How do these results compare to other preschool programs?
Benefit-cost research of universal pre-K programs is limited, but good studies do exist for other preschool programs. While not exactly an “apples-to-apples” comparison to pre-K, the most well-known preschool benefit-cost analyses focus on small, targeted, and intensive programs like the Perry Preschool and Chicago Child-Parent Center (CPC) programs. The social net benefits of these programs tend to be much higher than those found for Tulsa pre-K: analyses of the Perry program have shown benefit-cost ratios between 8.5-to-1 and 16-to-1, and a study of the CPC program revealed a ratio of 11-to-1.
These relatively large ratios make sense when you consider that the Perry and CPC programs were small and had much more intensive program components than most pre-K programs, including TPS pre-K. The Perry program included weekly home visits and lasted for up to 2 school years, while CPC included an intensive parent component, comprehensive health services, and teacher coaching, all of which could last up to third grade. In comparison, TPS pre-K was designed to last for 1 school year and did not include these supports. Although these factors make the Perry and CPC programs more costly, they also likely contribute to greater earnings and crime reduction benefits.
Additionally, the Perry and CPC studies were conducted decades ago, and the percentage of children participating in early childhood education programs as 4-year-olds has greatly risen since then. This means that the non-participants of TPS pre-K who were included in the study likely had more educational exposure than non-participants of the Perry and CPC programs, which would partially account for the greater benefits found in those earlier studies. Another reason why the benefits are larger in the Perry and CPC studies is because of key differences in the analyses. For instance, the Perry and CPC studies included additional social benefits like reduced welfare administration costs.

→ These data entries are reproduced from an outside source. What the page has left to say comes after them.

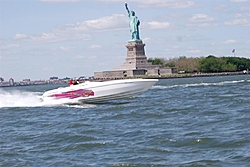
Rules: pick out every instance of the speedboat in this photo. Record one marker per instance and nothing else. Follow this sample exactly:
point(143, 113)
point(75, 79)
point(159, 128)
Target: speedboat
point(90, 92)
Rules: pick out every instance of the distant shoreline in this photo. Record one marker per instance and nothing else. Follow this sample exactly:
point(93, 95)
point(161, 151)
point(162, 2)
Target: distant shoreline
point(170, 76)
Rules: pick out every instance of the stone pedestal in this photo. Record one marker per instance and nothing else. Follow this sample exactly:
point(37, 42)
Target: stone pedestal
point(136, 64)
point(136, 58)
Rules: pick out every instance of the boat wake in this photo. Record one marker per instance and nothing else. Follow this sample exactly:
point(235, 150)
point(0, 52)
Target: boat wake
point(198, 84)
point(33, 99)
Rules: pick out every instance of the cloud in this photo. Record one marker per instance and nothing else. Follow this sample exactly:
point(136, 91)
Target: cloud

However, Head Start, a much larger-scale, comprehensive preschool intervention for low-income 3- and 4-year-olds, has also been found to have a higher benefit-cost ratio of 2.5-to-1. This is partially because the at-risk students targeted by the Head Start, Perry and CPC programs have, on average, lower earnings and higher levels of crime as adults than students in a typical universal program This would likely amplify any effects of these programs on earnings and crime reduction.
Final thoughts
The results from the TPS study support the idea that high-quality, universal pre-K programs will likely provide net benefits to society. The documented benefits of pre-K are not as great as the ones estimated for intensive preschool programs, but universal pre-K may still be a good investment. The two types of programs have different characteristics and target different populations of children. It is critically important to note program and participant differences when comparing benefit-cost analyses of education programs, as well as any variations in the methods used between studies and in the educational environments in which the studies were conducted. Finally, while benefit-cost analyses of preschool programs should certainly be factored into relevant policy decisions, they should not be the only aspect examined. The specific needs of children and families in each state or district should also be a major consideration.
[i] However, some of these early increases in cognitive skills have been shown to fade out over time: http://www.sreb.org/sites/main/files/file-attachments/15e05_prekfadeoutdebate.pdf.
[ii] A partial benefit-cost analysis of the Tulsa Public Schools’ universal pre-K program used early cognitive test scores to predict future earnings benefits: Bartik, T. J., Gormley, W. T., & Adelstein, S. (2012). Earnings benefits of Tulsa’s pre-K program for different income groups. Economics of Education Review, 31(6), 1143-1161.